A Promising Alliance

Summer                     Waxing Summer Moon

A strange sensation today as I walked up the long flight of stairs at 2828 University Ave. SE.  Not deja vu exactly, I knew was this not a relived moment of my past, but a definite sense of having been here before, walking in to a strange room, meeting people, shaking hands, thinking further down the road.

It was the celebration of the Blue/Green Alliance’s opening its new offices.  The mayor’s of Minneapolis and St. Paul, RJ Rybak and Chris Coleman gave speeches, Ellen Anderson and Melissa Hortman were there along with others including Mark Andrews, former Hennepin County Commissioner.  There were labor leaders, leadership of the Sierra Club and a number of other folks whose personal and political lives pull them somehow into the orbit of labor and/or environmental politics.

I met Michael Porter, a guy from Macalester who runs their intern program.  I shook hands with Mark and saw Margaret Levin, executive director of the Sierra Club and Joshua Low who has done great work as the Green part of the Blue/Green Alliance.

Crowded rooms make hearing a difficult task for me, so I look to get away when I can, but it felt familiar to be there, getting ready for something months away, the second session of the 2009-2010 legislature.

This particular group and what they represent give me real hope in a couple of different directions.  Labor unions have had a tough go of it over the last twenty years or so and this represents a new and promising direction.  David Foster, the executive director of the Blue/Green Alliance, put it this way in a speech in Germany recently:  I want every job to be a green job and I want every green job to be a union job.  Sounds right to me.  Second, the environmental movement has often looked away from the difficult politics of economic justice, yet no lasting change in environmental policy will take place if those in the lower income sectors of our economy have to bear the brunt of it.

A Pain in the Neck (and the Lower Back)

Summer                         Waxing Summer Moon

Up to Elk River with Kate to see Dr. Bewin, a pm&r doc (physical medicine and rehabilitation).  He’s a tall, fit man with gray hair and a reserved manner.  His demeanor in the office was professional, taking careful notes and putting Kate through a series of movements to discern the current state of her pain and its sources.

In the end his news was sobering, that is, he said no surgeon will touch her back, “Just too complicated.”  That means more physical therapy and possible injections, but no long term fix.  Her neck, a somewhat less complicated area (but still her neck), might still respond to surgical procedure.  We’ll check that out in a month or so with a couple of neuro-surgeons.

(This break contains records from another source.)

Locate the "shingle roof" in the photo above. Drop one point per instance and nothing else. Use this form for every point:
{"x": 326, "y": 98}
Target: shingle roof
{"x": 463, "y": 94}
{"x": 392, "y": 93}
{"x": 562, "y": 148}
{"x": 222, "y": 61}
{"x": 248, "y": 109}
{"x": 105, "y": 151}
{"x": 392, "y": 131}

She’s dealt with this ongoing problem since our honeymoon, when she carried two liters of water in her backpack and felt some pain the following day.  This degenerative disc disease did not start then, but its appearance in our lives did.  Now here we are, 20 years later, still deciding, still treating.

Kate’s ability to endure and to endure and get significant work accomplished staggers me.  It has its limits.  The combination of neck and lower back challenges even Kate’s Norwegian toughness.  I believe her conditions will ameliorate somewhat with retirement when she has more control over her movements on any given day.